Znana posłanka Platformy Obywatelskiej Kinga Gajewska udzieliła wywiadu Robertowi Mazurkowi w „Dzienniku Gazecie Prawnej”. Nie byłoby w tym nic nadzwyczajnego, gdyby nie fakt, że polityk Platformy nieustannie obnażała własną niewiedzę w zakresie polityki i najnowszej historii. Przypomnijmy, że Kinga Gajewska jest absolwentką nauk politycznych na Uniwersytecie Warszawskim.

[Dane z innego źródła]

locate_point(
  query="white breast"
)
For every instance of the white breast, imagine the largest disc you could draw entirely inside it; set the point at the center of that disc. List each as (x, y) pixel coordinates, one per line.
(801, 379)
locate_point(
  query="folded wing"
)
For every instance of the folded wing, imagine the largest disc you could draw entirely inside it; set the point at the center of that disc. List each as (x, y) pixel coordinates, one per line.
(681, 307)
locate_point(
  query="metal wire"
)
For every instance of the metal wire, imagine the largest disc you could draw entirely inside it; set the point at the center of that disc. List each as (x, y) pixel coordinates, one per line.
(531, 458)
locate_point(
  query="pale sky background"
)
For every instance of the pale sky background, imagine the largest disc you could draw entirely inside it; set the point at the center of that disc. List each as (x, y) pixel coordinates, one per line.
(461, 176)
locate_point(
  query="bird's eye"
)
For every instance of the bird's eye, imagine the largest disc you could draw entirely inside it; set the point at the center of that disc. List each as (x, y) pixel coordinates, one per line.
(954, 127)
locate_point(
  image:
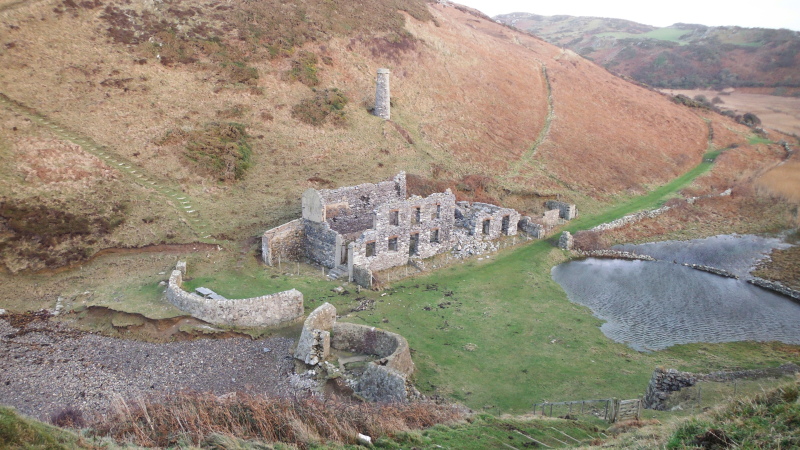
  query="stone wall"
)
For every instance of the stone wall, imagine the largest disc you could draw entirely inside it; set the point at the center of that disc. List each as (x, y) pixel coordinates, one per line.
(351, 209)
(361, 276)
(321, 243)
(386, 379)
(265, 311)
(487, 221)
(430, 219)
(314, 344)
(284, 243)
(531, 228)
(662, 383)
(566, 211)
(551, 218)
(566, 241)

Gajewska, która - co ciekawe, jest członkiem sejmowej Komisji Edukacji, Nauki i Młodzieży, wielokrotnie dała się zapędzić w kozi róg przez Roberta Mazurka, który przy okazji rozmowy z posłanką Platformy, postanowił sprawdzić też jej wiedzę w podstawowych kwestiach dotyczących Unii Europejskiej, polityki i kultury. Sprawdzian wiedzy nie wydał jednak najlepiej.
Porażająca ignorancja
Posłanka Gajewska, jedna z największych euroentuzjastek w polskim parlamencie, twierdzi m.in., że Unia Europejska powstała po wojnie, zaś konkordat reguluje kwestie związane z kompromisem aborcyjnym. Na domiar złego co chwila myliła daty i nazwiska.

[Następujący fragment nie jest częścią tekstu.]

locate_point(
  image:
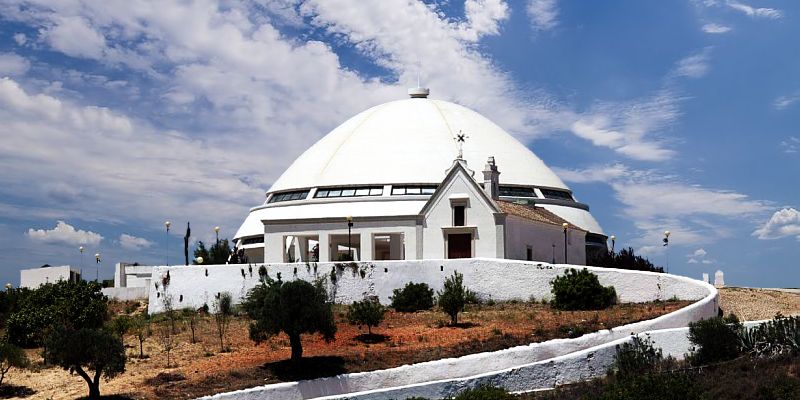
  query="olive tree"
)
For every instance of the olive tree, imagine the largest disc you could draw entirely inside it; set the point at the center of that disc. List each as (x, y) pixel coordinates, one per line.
(294, 307)
(91, 353)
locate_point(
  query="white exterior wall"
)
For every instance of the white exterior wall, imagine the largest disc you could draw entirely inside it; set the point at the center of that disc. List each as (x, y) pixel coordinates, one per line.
(364, 229)
(521, 233)
(538, 365)
(34, 277)
(478, 214)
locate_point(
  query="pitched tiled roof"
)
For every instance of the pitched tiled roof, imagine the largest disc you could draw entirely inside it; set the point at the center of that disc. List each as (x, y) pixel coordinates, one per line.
(533, 213)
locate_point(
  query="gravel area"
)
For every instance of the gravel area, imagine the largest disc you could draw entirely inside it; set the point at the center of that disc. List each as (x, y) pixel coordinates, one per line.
(751, 304)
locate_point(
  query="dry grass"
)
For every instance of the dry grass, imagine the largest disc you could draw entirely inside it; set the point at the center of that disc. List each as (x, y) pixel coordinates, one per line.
(201, 369)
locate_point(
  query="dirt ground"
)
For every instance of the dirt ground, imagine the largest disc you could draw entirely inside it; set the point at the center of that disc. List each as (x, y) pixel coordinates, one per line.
(201, 369)
(757, 304)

Szczyt kulminacyjny rozmowy Gajewskiej z Mazurkiem osiągnięty został, gdy temat zszedł na tematy literackie. Nie było tu jednak specjalistycznych rozważań o rozbudowanej frazie utworów Młodej Polski czy „Pokoleniu Współczesności” w polskiej poezji, a o podstawowych klasykach światowej prozy. Zapytana przez redaktora Mazurka Gajewska co ostatnio czyta odparła, że „właśnie skończyła Annę Kareninę”. Dopytywana kto jest autorem książki, po chwili ciszy, nieśmiało zapytała: „Bułhakow?”.

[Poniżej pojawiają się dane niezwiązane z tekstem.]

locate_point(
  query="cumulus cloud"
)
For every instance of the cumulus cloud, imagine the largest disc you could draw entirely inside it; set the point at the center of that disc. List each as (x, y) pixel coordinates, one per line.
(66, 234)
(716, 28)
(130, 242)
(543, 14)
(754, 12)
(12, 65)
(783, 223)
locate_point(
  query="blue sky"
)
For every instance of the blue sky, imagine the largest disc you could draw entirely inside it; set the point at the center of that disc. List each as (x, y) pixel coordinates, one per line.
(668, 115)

Nie, ale też Rosjanin. Lew Tołstoj
— poprawił posłankę Robert Mazurek.
Nikt nie spodziewa się od parlamentarzystów specjalistycznej wiedzy we wszelkich dziedzinach życia i kultury. Jeśli jednak jest się twarzą prounijnych manifestacji, to przyzwoitość wymaga by wiedzieć przynajmniej, kiedy powstała Unia Europejska. Tak samo sytuacja wygląda, gdy się jest członkiem sejmowej Komisji Edukacji, Nauki i Młodzieży i odpowiada za programy edukacyjne młodych Polaków, a żyje się w przekonaniu, że „Annę Kareninę” napisał Michaił Bułhakow. Oba te casusy wypełnia niestety Kinga Gajewska.